In this way, good hashing functions to checksums must be able to change their generated hash code given minimal changes in the input data. For instance, if we calculate the checksum for a bunch of data, change a single bit in the data, and recalculate the checksum, the results should be different.
Since the same checksumming process can be executed many times in, for instance, the same data transmission through the network, the algorithms should be fast to compute and compare the hash codes.
The following image depicts the process of checking the integrity of a file through checksum:
Finally, we can use several hashing algorithms to implement checksumming processes, such as:
- MD5: an algorithm that computes 128-bit hash codes appropriate to check data integrity. The RFC1321 describes MD5
- SHA-1: a strategy that generates a 160-bit hash code that we can use for checksumming. The RFC3174 describes SHA1
5. Systematic Summary
Hash codes became a crucial resource in computing. The possibility to map variable-length data to uniform length codes found several applications in multiple virtual world scenarios.
So, initially, we should note that hash codes are a broad concept, and for each application of them, we will have particular requirements and characteristics.
In such a way, we can understand checksums as one (and an important one) application of the hash code concept.

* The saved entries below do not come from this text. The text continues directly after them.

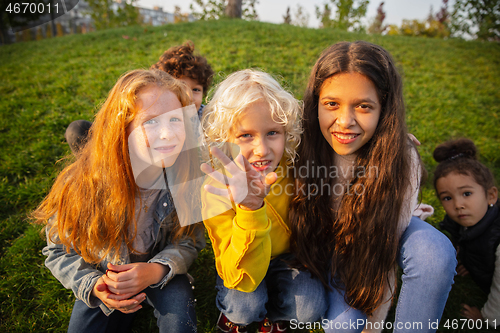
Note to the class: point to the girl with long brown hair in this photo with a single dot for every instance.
(357, 185)
(116, 236)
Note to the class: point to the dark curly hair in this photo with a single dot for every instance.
(460, 156)
(180, 61)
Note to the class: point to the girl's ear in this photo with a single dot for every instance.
(492, 195)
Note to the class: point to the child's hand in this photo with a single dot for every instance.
(461, 270)
(471, 312)
(121, 303)
(246, 187)
(131, 279)
(414, 139)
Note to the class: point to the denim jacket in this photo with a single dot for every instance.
(79, 276)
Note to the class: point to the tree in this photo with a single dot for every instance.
(301, 17)
(287, 19)
(104, 15)
(377, 26)
(216, 9)
(347, 16)
(179, 16)
(21, 15)
(233, 8)
(477, 18)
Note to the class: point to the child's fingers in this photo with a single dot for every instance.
(118, 268)
(243, 163)
(223, 192)
(120, 297)
(271, 178)
(219, 177)
(207, 169)
(414, 139)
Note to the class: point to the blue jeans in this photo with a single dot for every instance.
(428, 260)
(173, 309)
(284, 294)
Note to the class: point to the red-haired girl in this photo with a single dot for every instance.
(114, 236)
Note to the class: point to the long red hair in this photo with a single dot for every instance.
(93, 199)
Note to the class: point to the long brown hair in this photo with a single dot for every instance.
(357, 245)
(93, 199)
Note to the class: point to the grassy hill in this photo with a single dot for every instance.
(451, 90)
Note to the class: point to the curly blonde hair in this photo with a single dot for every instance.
(243, 88)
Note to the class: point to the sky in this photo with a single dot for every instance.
(274, 10)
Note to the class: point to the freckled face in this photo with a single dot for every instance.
(260, 138)
(464, 200)
(157, 134)
(348, 111)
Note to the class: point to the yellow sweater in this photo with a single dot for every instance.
(245, 241)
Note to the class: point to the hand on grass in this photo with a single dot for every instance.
(471, 312)
(121, 303)
(246, 186)
(129, 280)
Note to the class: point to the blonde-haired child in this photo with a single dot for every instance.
(246, 212)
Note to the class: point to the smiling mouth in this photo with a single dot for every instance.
(165, 149)
(261, 165)
(345, 137)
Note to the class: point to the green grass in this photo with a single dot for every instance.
(451, 90)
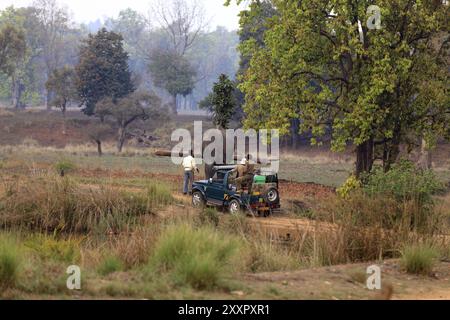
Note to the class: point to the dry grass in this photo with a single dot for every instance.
(54, 204)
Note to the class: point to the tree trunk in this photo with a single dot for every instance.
(364, 157)
(64, 120)
(121, 139)
(99, 147)
(174, 105)
(425, 160)
(47, 100)
(18, 89)
(294, 133)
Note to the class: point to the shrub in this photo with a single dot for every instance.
(263, 256)
(10, 261)
(64, 166)
(209, 216)
(160, 194)
(49, 247)
(418, 258)
(110, 264)
(351, 184)
(404, 182)
(198, 257)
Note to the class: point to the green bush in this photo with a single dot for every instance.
(197, 257)
(351, 184)
(10, 261)
(419, 258)
(404, 182)
(110, 264)
(64, 166)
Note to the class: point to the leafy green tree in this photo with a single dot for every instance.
(321, 63)
(53, 26)
(127, 110)
(12, 48)
(221, 102)
(62, 82)
(103, 70)
(174, 73)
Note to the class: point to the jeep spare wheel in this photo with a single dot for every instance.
(197, 199)
(234, 207)
(272, 195)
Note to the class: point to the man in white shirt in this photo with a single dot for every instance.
(189, 166)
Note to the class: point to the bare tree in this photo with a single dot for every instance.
(53, 20)
(182, 20)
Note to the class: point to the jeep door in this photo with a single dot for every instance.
(216, 188)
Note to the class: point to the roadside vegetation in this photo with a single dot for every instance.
(141, 232)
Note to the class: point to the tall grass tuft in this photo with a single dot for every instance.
(197, 257)
(419, 258)
(52, 204)
(110, 264)
(10, 260)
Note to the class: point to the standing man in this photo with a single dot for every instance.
(189, 166)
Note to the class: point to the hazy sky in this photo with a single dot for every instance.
(91, 10)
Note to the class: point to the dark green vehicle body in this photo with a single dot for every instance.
(218, 191)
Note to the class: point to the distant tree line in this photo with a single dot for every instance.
(171, 53)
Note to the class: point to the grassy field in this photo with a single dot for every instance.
(122, 220)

Checksums consist of a uniform-length code calculated from generic data to check its integrity.
The main requirement differentiating checksums from other hash code applications, such as hash tables and cryptographic hashes, is that they should be fast to calculate. It occurs because the data integrity is typically tested several times during, for example, its transmission through the network.
The following table correlates generic hash codes concepts with their specific application for data integrity testing through checksums:
In this tutorial, we studied hash codes and how they are related to checksums. At first, we reviewed background concepts about hashing. Thus, we investigated some general use cases of hash codes. Next, we deep-dive into checksumming, understanding how hash codes fit it. Finally, we systematically summarized the concepts of hash codes and checksums.
We can conclude that hash codes are necessary for several areas, from programming (with hash-based data structures) to security (with cryptographic hashes). Checksum, in turn, is another critical application of hash codes, enabling us to check data integrity in many contexts, such as when transmitting or storing them.